Section 551.104 Safety Equipment
(A) A person may not operate a bicycle unless the bicycle is equipped with a brake capable of making a braked wheel skid on dry, level, clean pavement.
(B) A person may not operate a bicycle at nighttime unless the bicycle is equipped with:
(1) a lamp on the front of the bicycle that emits a white light visible from a distance of at least 500 feet in front of the bicycle; and
(2) a red reflector on the rear of the bicycle that is:
(a) of a type approved by the department; and
(b) visible when directly in front of lawful upper beams of motor vehicle headlamps from all distances from 50 to 300 feet to the rear of the bicycle.
(C) In addition to the rear reflector required by Subsection (B), a person operating a bicycle at nighttime may use a lamp on the rear of the bicycle that emits a red light visible from a distance of 500 feet to the rear of the bicycle.
Section 551.105 Competitive Racing
(A) In this section, "bicycle" means a non motorized vehicle propelled by human power.
(B) A sponsoring organization may hold a competitive bicycle race on a public road only with the approval of the appropriate local law enforcement agencies.
(C) The local law enforcement agencies and the sponsoring organization may agree on safety regulations governing the movement of bicycles during a competitive race or during training for a competitive race, including the permission for bicycle operators to ride abreast.
Hand Signals and Sound-Off Definitions
Unofficial hand signals are also used to point out obstacles in the road so that the riders behind you can avoid them. Typically the front riders will point down to the right or down to the left to signal what side the obstacle is on. Each rider following gives the same signal to warn the riders further back in the group.

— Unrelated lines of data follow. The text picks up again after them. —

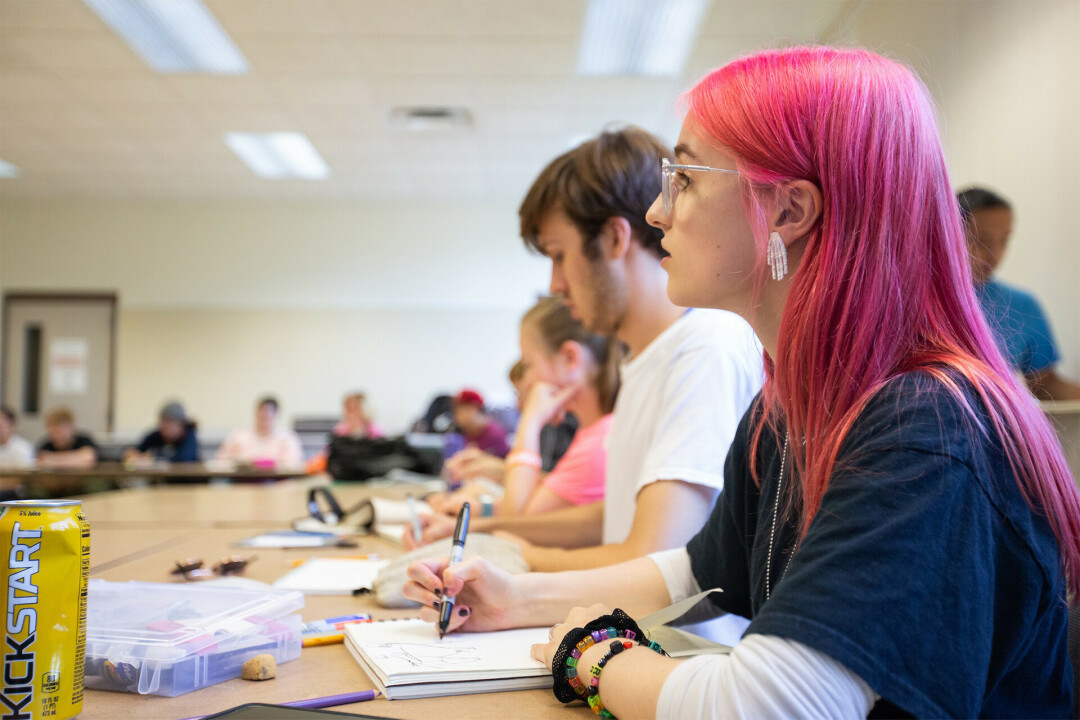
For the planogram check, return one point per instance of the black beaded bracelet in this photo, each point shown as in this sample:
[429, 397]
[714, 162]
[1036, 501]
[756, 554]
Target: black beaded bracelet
[617, 624]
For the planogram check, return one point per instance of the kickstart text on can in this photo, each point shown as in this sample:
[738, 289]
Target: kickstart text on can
[45, 545]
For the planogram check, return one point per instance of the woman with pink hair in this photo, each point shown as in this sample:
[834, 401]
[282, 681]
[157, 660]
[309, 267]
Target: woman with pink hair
[898, 521]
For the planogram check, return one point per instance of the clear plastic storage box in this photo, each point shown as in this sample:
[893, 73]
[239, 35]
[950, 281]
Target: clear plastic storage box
[169, 639]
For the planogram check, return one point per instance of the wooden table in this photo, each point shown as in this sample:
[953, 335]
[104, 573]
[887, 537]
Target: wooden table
[137, 534]
[73, 480]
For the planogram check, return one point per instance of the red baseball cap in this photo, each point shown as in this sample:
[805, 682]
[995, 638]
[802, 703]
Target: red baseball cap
[469, 397]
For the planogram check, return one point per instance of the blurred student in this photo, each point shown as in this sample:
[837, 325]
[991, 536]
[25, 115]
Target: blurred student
[566, 368]
[15, 451]
[1018, 323]
[355, 419]
[477, 428]
[554, 440]
[355, 422]
[690, 376]
[266, 442]
[65, 447]
[174, 440]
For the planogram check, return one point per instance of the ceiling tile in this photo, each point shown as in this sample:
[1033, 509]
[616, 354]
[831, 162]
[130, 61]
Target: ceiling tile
[245, 17]
[120, 89]
[220, 90]
[321, 89]
[407, 92]
[399, 56]
[524, 58]
[98, 51]
[29, 86]
[271, 54]
[48, 15]
[247, 118]
[404, 17]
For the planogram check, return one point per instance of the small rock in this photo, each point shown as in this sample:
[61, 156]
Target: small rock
[260, 667]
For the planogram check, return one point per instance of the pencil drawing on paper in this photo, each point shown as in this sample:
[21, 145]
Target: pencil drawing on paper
[424, 655]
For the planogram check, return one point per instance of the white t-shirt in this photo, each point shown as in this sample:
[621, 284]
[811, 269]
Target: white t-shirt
[16, 452]
[678, 407]
[244, 445]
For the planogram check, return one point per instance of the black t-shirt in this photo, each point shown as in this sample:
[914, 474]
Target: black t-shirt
[925, 571]
[185, 449]
[77, 444]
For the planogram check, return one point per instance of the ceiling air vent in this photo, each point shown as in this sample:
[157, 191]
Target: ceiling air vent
[427, 119]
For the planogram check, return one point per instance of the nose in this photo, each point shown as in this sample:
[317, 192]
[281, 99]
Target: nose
[557, 285]
[656, 216]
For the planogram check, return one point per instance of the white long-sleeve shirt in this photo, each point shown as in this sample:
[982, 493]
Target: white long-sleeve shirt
[764, 676]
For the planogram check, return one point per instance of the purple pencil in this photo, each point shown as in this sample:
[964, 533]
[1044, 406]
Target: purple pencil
[328, 701]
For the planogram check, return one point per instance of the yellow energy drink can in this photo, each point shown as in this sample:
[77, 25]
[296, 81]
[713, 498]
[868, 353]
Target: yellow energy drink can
[45, 565]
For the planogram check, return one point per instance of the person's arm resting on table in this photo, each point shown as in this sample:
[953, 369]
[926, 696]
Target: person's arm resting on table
[669, 513]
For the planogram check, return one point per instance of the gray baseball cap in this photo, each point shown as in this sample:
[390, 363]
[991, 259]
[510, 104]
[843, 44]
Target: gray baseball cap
[174, 411]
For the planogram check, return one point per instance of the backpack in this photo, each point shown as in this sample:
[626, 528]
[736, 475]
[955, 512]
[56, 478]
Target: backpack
[362, 458]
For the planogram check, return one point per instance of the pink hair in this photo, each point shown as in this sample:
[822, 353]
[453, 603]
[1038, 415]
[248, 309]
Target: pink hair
[883, 285]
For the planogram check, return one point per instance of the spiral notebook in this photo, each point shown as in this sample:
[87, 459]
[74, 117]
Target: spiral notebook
[405, 659]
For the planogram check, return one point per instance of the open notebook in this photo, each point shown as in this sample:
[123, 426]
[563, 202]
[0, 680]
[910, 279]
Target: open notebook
[405, 659]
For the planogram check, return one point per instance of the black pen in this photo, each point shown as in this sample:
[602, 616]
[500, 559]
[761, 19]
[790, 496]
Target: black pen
[457, 549]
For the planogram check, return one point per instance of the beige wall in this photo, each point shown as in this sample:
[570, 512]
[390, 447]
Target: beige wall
[224, 301]
[1003, 73]
[218, 361]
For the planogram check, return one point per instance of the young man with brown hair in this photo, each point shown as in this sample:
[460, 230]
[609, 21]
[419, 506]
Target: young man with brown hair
[690, 376]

Obstacles include: holes, large cracks, loose gravel, and joggers.
“car back" = A car is approaching from behind. This usually means you should get single-file to allow the car to pass.
“car up" = A car is approaching from front. This is typically used to warn of a car that may be entering from a side street ahead. On approach it is a good idea to waive at the driver to make sure they see you and do not pull out in front of you and the group. Get their attention! I have seen drivers look right at me and still pull out like they never saw me. I always wave like I know them and wait for them to wave back.

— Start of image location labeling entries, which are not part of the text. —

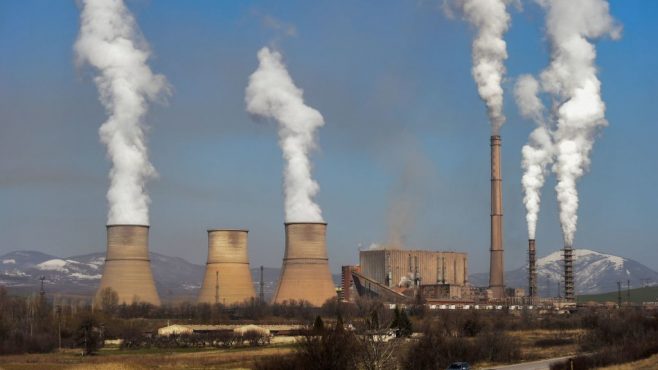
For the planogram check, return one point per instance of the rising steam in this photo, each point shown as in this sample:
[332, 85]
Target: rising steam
[271, 93]
[571, 79]
[537, 154]
[110, 41]
[491, 20]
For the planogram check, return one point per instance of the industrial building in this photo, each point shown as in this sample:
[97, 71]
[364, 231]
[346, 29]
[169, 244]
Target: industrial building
[227, 279]
[439, 275]
[305, 273]
[127, 265]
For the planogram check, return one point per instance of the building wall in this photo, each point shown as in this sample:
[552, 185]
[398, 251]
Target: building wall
[432, 267]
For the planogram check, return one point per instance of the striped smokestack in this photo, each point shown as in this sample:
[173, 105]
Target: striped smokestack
[568, 274]
[228, 278]
[305, 273]
[127, 265]
[496, 278]
[532, 269]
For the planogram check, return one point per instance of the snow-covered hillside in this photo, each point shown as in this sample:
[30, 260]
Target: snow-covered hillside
[595, 272]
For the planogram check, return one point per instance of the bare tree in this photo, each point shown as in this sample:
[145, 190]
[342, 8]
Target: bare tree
[377, 345]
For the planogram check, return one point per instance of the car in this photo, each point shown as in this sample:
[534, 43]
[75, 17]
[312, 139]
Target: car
[459, 366]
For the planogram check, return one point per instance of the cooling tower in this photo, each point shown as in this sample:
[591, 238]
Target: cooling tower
[496, 278]
[228, 278]
[305, 273]
[532, 269]
[568, 273]
[127, 265]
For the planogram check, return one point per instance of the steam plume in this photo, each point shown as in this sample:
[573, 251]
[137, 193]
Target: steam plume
[537, 154]
[491, 19]
[571, 79]
[271, 93]
[110, 41]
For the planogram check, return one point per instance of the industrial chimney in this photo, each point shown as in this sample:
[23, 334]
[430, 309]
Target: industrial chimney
[305, 273]
[496, 278]
[228, 278]
[127, 265]
[532, 269]
[568, 273]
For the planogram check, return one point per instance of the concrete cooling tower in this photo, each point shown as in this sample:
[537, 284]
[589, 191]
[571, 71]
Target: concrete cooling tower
[127, 265]
[305, 273]
[228, 278]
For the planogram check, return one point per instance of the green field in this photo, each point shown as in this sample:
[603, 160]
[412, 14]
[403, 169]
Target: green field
[648, 294]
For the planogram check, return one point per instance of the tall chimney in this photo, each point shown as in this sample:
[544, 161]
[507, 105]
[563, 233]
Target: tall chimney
[228, 278]
[261, 286]
[496, 278]
[532, 269]
[568, 273]
[127, 265]
[305, 273]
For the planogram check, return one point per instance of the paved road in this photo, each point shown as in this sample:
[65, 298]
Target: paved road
[535, 365]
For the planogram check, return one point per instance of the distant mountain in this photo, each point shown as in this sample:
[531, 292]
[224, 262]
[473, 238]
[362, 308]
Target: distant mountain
[175, 278]
[594, 273]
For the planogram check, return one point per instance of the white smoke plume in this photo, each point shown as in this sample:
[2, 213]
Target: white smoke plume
[271, 93]
[537, 154]
[110, 41]
[491, 20]
[571, 78]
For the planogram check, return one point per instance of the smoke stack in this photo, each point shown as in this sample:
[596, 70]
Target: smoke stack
[496, 278]
[261, 286]
[305, 273]
[127, 265]
[532, 269]
[568, 273]
[228, 278]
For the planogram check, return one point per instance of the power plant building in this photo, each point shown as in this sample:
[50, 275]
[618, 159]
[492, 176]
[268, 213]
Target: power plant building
[305, 273]
[127, 265]
[399, 267]
[227, 279]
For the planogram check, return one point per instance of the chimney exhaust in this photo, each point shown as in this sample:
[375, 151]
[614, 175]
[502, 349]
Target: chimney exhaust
[305, 273]
[496, 270]
[127, 267]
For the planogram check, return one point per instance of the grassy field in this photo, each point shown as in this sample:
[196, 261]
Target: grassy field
[556, 343]
[650, 363]
[648, 294]
[108, 359]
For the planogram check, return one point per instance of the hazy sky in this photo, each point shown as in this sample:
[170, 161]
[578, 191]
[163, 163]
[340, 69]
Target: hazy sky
[405, 146]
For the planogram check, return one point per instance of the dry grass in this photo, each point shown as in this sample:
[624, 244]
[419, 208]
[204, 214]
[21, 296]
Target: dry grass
[119, 360]
[530, 351]
[650, 363]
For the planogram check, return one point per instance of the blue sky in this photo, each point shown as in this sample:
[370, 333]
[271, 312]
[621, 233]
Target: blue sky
[403, 121]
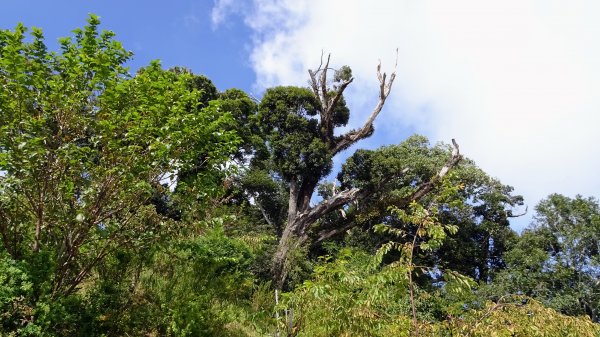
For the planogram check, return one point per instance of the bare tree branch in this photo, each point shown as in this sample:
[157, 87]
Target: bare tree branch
[385, 88]
[425, 188]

“clear left/clear right” = When crossing a street with a group the front riders announce that the road is clear to cross or enter the intersection.
“all clear” = Once the entire group has made it through an intersection the last rider announces that everyone has made it safely through.
“DOG!!!” = Be alert that a dog or dogs are approaching. Most dogs won’t get too close to a big group, but usually yelling “GO HOME!” or “SIT!” or squirting them with your water bottle stops them. Otherwise get ready for the riders around you to pick up the pace suddenly.